'Sketching the Drawdown' to provide first-hand account of soldiers in Afghanistan

Tuesday, July 9, 2013

The College of Arts + Architecture will present the display “Sketching the Drawdown,” which will feature works on paper by art student and former Marine Rob Bates. The pieces will be exhibited Friday, July 12, through Friday, Sept. 13, in the UNC Charlotte Center City lobby and front window.

In December 2012, Bates received invitational travel orders to embed with the United States Marines as a freelance war artist on behalf of American Public Media's “The Story.” He spent 10 days in Afghanistan with a battalion of Marines from Camp LeJeune. “Sketching the Drawdown” will present some of the combat artwork that Bates did during and immediately following that journey.

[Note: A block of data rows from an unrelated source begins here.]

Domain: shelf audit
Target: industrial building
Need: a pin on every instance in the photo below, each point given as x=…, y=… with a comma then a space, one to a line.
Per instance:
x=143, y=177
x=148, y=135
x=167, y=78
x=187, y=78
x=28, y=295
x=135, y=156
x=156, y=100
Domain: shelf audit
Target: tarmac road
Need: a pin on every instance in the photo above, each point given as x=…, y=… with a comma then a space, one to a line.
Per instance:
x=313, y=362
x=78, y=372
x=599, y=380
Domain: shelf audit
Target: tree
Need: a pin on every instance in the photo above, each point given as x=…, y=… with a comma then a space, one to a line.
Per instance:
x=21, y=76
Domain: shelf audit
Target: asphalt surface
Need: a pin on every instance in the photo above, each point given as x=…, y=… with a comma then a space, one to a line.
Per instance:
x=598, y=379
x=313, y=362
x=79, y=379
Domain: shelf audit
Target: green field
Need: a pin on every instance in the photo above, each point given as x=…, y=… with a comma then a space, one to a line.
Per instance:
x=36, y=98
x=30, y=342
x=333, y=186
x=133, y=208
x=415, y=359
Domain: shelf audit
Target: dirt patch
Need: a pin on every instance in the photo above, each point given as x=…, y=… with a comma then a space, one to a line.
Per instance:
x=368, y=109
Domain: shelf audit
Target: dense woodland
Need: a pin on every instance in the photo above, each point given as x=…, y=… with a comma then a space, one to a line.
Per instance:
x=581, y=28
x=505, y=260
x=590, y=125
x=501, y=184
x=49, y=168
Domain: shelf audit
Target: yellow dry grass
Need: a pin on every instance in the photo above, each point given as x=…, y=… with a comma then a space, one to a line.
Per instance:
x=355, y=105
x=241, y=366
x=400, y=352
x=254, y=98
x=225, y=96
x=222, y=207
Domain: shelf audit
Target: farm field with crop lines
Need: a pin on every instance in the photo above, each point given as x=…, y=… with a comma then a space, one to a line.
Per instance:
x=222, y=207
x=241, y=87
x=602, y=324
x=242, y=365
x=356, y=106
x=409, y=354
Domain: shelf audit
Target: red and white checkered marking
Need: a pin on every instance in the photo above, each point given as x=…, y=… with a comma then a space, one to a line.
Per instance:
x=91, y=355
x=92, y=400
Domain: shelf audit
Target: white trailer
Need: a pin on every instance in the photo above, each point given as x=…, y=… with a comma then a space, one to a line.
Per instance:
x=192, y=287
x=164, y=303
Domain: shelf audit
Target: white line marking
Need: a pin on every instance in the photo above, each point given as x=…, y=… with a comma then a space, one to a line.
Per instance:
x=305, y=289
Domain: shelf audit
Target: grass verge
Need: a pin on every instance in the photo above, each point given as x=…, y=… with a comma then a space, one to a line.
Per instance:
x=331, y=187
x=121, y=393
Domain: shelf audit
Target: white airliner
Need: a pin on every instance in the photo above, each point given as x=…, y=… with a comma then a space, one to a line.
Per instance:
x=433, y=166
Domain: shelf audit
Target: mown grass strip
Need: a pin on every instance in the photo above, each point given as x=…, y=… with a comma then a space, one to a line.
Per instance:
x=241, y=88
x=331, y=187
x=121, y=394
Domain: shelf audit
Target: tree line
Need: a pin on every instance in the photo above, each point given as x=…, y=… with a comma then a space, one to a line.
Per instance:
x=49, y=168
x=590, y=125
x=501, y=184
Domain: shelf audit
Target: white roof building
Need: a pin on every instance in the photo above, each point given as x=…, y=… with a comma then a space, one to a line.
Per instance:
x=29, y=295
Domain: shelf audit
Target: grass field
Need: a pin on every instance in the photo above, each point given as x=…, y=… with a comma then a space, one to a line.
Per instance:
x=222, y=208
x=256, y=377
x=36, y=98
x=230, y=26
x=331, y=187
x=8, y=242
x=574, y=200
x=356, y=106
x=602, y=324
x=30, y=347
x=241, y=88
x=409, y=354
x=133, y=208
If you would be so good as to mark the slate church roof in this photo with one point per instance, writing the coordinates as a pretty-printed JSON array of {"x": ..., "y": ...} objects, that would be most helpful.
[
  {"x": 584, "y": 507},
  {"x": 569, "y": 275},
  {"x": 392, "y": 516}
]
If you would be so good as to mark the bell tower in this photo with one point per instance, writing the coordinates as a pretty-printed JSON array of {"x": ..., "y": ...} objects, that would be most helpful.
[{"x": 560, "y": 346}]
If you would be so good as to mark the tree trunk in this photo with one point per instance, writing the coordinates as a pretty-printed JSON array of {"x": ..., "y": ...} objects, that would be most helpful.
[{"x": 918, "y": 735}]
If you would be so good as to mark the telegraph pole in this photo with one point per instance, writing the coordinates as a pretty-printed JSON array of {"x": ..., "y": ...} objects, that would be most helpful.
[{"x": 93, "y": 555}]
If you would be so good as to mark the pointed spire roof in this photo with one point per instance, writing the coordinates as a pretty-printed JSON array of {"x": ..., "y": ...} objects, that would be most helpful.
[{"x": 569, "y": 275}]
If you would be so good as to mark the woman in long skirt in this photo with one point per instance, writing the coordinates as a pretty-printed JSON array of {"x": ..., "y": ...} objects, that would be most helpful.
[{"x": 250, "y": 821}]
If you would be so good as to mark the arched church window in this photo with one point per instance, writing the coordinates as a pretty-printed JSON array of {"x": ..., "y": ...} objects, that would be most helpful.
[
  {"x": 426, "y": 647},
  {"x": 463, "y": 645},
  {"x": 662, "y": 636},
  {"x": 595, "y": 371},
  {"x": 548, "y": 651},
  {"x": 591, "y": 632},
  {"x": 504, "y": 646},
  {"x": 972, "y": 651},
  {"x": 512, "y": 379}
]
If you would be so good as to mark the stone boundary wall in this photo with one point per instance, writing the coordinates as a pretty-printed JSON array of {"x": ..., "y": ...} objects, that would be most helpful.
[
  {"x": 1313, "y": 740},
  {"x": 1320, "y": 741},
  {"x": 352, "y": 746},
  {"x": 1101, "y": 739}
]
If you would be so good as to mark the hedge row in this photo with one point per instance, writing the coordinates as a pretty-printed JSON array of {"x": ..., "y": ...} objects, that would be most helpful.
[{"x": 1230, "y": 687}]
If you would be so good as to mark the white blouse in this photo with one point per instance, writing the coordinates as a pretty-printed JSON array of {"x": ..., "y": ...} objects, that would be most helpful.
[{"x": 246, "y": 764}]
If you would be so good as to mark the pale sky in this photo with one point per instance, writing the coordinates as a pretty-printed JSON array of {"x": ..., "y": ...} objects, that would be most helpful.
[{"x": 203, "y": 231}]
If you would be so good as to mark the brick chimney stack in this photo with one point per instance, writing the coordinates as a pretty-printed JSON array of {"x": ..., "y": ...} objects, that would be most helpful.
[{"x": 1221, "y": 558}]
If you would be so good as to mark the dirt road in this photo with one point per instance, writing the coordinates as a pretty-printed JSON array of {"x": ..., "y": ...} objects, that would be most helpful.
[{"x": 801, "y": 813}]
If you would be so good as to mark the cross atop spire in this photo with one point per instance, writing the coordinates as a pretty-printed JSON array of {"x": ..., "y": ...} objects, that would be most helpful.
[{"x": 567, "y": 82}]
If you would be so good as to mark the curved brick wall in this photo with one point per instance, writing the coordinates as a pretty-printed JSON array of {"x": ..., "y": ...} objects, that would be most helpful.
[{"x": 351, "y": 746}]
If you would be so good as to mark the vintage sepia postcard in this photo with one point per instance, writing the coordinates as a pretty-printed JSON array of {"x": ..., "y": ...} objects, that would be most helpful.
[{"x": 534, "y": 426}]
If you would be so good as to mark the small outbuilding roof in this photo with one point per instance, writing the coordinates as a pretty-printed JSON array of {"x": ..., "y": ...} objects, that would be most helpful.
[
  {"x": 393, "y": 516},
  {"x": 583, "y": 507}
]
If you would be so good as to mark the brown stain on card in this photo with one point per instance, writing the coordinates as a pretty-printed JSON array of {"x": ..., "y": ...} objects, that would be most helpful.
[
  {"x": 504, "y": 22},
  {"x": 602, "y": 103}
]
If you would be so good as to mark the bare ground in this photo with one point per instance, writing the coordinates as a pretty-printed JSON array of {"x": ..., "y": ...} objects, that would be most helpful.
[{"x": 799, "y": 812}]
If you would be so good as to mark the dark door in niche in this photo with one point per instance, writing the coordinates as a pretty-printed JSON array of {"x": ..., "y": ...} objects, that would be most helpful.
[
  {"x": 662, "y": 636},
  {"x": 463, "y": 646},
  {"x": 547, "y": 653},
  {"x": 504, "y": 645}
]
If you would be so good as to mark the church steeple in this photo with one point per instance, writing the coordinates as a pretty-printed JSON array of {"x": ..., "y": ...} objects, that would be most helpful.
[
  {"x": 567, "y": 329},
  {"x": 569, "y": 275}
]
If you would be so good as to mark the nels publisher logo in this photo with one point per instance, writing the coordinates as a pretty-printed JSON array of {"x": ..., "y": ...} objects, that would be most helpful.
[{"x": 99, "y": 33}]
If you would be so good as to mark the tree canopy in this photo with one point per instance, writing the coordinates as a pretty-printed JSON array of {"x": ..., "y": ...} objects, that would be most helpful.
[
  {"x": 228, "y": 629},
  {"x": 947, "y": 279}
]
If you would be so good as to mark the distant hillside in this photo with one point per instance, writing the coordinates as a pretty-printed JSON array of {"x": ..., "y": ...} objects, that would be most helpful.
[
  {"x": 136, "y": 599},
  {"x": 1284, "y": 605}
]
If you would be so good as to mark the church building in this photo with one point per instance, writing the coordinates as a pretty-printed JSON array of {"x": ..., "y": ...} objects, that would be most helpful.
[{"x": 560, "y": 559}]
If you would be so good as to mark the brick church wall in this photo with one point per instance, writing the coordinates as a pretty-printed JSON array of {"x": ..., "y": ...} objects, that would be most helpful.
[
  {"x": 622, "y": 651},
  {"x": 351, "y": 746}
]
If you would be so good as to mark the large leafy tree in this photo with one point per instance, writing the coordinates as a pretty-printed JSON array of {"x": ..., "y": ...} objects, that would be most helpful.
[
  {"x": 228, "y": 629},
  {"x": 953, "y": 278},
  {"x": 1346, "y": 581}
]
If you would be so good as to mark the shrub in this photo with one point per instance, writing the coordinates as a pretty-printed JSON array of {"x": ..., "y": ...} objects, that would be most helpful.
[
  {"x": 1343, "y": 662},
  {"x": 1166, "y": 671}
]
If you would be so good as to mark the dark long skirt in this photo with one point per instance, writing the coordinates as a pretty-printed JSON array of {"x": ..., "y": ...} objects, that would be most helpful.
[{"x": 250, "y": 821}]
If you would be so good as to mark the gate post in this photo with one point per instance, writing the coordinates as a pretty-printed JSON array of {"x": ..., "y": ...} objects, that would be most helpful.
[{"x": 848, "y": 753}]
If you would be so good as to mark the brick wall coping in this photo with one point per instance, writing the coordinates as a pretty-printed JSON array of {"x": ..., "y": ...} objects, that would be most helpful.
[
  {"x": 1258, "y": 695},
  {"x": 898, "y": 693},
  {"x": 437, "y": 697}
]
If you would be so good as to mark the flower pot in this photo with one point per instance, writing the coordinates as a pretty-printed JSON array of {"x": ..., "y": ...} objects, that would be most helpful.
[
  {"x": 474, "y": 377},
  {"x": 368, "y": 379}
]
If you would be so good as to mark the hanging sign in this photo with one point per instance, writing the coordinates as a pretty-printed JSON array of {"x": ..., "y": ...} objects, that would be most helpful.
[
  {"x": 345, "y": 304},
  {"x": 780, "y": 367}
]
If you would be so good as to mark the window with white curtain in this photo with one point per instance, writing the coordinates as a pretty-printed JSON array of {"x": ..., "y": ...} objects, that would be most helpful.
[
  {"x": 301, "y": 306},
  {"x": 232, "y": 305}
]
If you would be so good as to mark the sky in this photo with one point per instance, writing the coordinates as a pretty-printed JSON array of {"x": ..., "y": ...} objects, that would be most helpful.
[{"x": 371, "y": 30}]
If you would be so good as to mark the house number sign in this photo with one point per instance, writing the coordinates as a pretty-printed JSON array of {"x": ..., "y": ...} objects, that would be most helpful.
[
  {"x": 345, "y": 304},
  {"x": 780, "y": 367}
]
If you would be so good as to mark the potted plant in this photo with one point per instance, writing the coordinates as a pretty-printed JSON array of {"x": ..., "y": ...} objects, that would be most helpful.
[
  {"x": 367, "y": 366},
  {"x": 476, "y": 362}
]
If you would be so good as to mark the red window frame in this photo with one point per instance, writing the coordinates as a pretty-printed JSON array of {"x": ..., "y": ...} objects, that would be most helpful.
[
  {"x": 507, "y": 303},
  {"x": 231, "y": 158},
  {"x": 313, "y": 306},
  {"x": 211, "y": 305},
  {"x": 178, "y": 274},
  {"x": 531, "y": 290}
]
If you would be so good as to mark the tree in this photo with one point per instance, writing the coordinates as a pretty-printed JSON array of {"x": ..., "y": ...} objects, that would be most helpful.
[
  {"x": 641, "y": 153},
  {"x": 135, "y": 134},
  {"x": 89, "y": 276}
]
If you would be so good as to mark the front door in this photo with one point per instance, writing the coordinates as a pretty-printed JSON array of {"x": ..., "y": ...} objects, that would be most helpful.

A former Marine who served eight years active duty, including two tours to Afghanistan, Bates began to create strategic combat art while in Afghanistan in 2004, climbing hilltops to sketch the villages below and document the entrance and exit routes and other information necessary for military activity. Upon his second deployment in 2009, he bought a sketchbook and began to document people, places and events. Bates’s sketchbook from that period has been accessioned into the National Museum of the Marine Corps Combat Art Collection, and in April, he won the Marine Corps Heritage Foundation’s 2013 Col. John W. Thomason Jr. Award for combat artwork.

An opening reception for “Sketching the Drawdown” and “Aggregation Transformation,” the Projective Eye Gallery’s 2013 summer experiment, is scheduled for 6 to 8 p.m., July 12.